No 200-Mile Relay, but Instead Cream of Wheaton 5K

The 200-Mile Relay I was expecting to run has flopped. The race will go on, but our team will not be involved. A few guys of our 12-person team are hurt or busy.

It is just as well. My workouts have been weak and irregular. My part of the race was to be 3.42, 7.55, and 8.57 miles.

Which bring me around to the Cream of Wheaton Run for the Animals.

Last year, I ran it in 25: 12, an 8:07 pace, taking 19th of 59 places in my age group, and 282 overall. Not ready yet to call my race, but I expect to run much better than that. I ended last summer with a 22:00 5K. If I can equal that, terrific. It would have earned me sixth in my age group, and 111th overall. However, don't call Vegas with your bet.

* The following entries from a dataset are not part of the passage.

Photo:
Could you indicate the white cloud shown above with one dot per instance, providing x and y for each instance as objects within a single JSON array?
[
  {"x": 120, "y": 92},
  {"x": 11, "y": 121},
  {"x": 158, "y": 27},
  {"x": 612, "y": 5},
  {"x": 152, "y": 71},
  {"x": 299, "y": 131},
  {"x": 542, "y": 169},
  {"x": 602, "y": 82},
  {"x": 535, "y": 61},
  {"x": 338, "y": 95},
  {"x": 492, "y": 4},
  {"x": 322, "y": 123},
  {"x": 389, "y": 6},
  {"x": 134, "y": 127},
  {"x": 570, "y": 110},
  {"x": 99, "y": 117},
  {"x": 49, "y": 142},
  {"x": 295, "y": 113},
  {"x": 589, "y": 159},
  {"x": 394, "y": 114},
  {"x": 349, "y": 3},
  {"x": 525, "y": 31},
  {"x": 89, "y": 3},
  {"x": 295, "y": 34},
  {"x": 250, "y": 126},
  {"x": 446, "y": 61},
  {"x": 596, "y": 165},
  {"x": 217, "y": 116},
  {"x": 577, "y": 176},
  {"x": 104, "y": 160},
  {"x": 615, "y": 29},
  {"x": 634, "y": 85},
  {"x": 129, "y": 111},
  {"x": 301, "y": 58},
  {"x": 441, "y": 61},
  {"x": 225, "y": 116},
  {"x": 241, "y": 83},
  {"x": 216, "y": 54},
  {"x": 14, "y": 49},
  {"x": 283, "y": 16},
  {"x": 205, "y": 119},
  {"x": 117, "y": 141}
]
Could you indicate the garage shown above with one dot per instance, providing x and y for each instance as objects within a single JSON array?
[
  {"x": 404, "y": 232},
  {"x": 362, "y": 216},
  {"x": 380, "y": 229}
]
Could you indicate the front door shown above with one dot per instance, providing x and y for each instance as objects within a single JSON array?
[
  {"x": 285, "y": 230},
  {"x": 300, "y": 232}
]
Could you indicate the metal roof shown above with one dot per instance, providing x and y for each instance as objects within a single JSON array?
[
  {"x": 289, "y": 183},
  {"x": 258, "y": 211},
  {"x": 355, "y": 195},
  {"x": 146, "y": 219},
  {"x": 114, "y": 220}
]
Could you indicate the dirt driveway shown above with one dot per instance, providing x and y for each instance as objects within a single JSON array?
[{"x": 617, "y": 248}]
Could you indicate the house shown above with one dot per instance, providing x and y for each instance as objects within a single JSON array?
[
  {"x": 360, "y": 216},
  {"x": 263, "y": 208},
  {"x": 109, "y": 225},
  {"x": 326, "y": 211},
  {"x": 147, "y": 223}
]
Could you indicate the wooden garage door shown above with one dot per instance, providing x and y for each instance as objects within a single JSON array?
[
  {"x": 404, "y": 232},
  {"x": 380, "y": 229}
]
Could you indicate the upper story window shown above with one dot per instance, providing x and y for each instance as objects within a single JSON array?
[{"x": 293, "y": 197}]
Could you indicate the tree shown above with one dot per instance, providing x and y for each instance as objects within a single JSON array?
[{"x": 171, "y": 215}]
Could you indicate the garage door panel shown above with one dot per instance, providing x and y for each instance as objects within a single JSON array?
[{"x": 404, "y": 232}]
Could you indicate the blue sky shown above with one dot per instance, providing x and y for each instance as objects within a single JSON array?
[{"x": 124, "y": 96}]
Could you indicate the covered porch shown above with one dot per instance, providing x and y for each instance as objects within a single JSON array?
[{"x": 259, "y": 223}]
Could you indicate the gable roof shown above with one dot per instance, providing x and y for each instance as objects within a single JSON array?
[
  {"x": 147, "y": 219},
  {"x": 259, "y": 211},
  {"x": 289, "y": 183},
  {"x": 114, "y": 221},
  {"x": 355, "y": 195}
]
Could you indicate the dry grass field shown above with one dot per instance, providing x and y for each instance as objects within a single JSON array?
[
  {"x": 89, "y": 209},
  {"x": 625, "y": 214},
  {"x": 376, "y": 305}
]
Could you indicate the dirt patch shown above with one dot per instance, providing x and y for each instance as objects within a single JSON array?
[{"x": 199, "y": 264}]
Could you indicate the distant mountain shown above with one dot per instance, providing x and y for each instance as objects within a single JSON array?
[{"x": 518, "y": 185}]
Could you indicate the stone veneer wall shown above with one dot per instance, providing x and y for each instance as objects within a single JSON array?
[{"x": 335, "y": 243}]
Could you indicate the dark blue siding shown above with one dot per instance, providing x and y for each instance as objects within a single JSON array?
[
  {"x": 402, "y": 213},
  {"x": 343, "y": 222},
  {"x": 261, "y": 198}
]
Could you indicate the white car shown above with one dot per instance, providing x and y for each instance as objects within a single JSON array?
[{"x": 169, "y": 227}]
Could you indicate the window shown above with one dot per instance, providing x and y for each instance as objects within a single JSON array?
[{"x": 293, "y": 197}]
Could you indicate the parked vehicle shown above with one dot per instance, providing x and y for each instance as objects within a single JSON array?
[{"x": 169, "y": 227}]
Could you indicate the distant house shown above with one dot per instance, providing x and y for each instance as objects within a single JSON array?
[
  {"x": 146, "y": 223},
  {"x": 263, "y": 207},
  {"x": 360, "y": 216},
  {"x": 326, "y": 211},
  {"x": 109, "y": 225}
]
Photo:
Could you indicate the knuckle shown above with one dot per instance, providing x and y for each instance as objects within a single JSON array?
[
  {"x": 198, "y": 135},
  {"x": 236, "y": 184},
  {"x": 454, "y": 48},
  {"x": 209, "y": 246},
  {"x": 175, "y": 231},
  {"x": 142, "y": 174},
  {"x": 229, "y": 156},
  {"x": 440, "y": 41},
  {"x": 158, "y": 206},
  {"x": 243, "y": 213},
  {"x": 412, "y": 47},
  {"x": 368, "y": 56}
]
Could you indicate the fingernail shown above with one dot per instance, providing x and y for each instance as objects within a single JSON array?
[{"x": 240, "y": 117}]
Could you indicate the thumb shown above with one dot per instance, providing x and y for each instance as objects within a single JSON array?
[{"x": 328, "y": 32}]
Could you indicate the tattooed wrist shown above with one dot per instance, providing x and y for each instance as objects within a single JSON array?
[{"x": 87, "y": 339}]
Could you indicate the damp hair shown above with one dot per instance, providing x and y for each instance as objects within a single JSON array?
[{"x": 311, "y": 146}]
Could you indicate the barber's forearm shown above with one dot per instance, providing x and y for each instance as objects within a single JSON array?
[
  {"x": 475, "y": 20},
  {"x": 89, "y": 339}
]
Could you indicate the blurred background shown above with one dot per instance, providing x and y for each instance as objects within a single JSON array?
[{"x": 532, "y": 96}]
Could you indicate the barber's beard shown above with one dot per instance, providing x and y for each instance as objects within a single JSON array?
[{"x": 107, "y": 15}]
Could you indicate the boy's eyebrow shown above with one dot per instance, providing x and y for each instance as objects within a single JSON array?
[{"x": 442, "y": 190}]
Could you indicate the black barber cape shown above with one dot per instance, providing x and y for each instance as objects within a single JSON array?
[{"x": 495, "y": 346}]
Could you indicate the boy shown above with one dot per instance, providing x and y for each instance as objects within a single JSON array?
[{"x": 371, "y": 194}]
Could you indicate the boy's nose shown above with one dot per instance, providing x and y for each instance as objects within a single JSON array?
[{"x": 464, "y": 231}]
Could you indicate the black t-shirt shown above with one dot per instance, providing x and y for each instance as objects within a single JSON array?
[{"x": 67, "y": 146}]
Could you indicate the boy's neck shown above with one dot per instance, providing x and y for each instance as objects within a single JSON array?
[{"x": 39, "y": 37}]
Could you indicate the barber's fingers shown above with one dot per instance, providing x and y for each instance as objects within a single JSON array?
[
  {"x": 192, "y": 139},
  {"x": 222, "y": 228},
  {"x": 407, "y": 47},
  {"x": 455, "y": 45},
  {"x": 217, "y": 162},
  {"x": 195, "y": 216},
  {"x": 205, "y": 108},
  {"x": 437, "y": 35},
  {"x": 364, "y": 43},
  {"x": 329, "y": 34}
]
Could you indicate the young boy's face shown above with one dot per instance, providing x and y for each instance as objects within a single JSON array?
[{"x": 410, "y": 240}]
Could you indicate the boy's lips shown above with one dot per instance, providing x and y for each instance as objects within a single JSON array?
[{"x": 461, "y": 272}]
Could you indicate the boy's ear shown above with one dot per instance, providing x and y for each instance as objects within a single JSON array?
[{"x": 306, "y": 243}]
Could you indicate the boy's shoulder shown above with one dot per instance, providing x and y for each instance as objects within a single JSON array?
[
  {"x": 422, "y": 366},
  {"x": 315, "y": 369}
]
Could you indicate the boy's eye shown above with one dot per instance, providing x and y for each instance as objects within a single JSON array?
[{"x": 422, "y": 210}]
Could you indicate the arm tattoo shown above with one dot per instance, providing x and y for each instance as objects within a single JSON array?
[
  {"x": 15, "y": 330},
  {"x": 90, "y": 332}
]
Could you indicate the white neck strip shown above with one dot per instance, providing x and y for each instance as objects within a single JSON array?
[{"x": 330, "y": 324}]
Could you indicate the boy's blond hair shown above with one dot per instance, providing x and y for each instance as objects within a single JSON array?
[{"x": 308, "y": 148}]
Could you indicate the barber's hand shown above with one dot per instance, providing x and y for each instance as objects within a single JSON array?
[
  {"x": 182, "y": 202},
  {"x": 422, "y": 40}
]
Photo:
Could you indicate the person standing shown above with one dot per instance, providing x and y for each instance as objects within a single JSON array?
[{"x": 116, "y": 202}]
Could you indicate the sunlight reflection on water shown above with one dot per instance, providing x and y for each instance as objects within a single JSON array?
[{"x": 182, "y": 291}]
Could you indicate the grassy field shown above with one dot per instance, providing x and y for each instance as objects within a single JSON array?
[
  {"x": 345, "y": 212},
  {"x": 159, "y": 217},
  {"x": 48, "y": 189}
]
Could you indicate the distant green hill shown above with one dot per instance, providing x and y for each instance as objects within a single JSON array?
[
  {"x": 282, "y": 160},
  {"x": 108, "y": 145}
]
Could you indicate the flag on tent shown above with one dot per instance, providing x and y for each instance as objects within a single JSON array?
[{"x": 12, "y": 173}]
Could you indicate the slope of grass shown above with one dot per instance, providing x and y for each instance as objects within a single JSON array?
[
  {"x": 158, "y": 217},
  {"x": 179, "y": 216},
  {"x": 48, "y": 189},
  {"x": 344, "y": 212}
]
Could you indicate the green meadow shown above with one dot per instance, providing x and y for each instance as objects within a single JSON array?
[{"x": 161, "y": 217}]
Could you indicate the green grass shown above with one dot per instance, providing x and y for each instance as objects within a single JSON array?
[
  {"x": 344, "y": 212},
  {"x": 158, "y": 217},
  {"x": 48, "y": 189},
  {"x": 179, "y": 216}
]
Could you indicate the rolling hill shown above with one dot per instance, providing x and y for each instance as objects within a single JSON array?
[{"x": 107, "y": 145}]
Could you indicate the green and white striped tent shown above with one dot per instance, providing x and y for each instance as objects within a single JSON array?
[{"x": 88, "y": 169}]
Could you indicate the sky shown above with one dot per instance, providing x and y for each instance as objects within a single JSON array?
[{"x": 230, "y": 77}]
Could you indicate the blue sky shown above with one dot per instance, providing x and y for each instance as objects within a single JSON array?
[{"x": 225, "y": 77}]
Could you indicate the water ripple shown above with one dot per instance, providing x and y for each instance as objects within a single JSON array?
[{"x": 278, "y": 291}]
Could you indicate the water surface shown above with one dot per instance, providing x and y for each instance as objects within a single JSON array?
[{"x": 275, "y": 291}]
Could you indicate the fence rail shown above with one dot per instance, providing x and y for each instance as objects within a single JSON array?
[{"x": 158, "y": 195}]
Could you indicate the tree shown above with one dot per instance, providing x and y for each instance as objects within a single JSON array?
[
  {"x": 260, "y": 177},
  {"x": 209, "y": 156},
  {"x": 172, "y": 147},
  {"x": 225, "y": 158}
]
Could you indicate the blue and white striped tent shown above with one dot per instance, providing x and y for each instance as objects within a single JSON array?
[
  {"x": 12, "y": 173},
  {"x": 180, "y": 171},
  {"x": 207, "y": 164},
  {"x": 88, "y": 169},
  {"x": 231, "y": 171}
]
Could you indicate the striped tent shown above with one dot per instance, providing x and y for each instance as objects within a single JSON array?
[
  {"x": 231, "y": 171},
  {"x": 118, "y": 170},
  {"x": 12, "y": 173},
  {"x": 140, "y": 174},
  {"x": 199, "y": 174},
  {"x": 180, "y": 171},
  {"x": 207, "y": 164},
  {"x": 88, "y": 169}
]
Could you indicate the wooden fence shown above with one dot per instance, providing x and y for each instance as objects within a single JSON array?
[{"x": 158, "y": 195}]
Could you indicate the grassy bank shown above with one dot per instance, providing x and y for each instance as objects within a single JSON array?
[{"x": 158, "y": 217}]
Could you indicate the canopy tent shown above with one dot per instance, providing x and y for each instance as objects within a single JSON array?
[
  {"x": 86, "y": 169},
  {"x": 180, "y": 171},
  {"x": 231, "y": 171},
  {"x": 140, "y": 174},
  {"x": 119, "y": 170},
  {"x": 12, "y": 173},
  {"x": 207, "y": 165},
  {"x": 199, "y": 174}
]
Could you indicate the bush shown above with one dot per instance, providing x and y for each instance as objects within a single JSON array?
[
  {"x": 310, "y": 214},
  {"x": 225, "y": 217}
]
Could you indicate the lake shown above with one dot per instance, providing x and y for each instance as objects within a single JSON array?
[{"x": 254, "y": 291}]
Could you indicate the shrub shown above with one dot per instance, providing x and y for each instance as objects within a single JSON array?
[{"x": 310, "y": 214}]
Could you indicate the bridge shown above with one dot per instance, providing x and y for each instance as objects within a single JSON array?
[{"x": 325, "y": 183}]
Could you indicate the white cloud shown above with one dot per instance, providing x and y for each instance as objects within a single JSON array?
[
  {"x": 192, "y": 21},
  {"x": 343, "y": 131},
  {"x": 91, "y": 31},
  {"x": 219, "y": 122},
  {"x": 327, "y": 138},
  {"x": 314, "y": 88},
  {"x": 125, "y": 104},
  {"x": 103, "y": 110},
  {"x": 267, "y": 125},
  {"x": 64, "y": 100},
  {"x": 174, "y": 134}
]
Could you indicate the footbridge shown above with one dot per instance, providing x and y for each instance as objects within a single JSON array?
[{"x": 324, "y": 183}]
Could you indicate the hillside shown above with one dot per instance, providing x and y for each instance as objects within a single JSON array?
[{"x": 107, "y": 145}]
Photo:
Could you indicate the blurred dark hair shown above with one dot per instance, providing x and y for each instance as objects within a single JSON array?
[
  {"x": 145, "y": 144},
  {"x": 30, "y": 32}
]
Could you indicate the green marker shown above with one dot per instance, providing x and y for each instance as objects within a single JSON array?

Compared to last year, off the bat, I am a smarter runner. This will help me train better, and race more sensibly.

To run a 22:00 5K, I need a 7:05 mile pace. Presently I am in no shape to pull that off. I do expect to drop weight aggressively, and with it, catch my wind back, both as a matter of aerobic training that will lose the weight, and by simply not carrying the same baggage.

Today, I ache from last night's four miles. Tomorrow will be warm. I'll shed the cold weather togs and lighten my load, and see if I can get a few miles. Sunday will be off, a rest day, and back at it Monday.

2 comments:

Andrew is getting fit said...

I wonder how much weight affects speed? I should find a fit runner and put a weight bag on them. :)

A said...

Runner's World had a piece on this last summer. Roughly, 10 lbs of excess weight = 62 seconds in a 5K, I think I read. I'll check. It was substantial.

Lots of things factor in. The weight must be lose-able. Go beyond that and it becomes injurious. How was the weight lost? In my case, it will mostly be through training, so part of the weight lost returns as muscle, and, in the process of training, fitness increases. If a runner is a veteran, he may not seen the same results, as his overall fitness level may be superior to a couch potato who decides to run a marathon.

However the math shakes out for you personally, it can't help but very good. I have five easy lbs to lose. Could be 10. Possibly 15.

I weight around 137 now. In my fast days, I was almost 110 (107 most often). Quite light by any standard, and I do not think I will see that weight again. There are 27 more lbs, though, that I carry, which causes much trouble over a long run.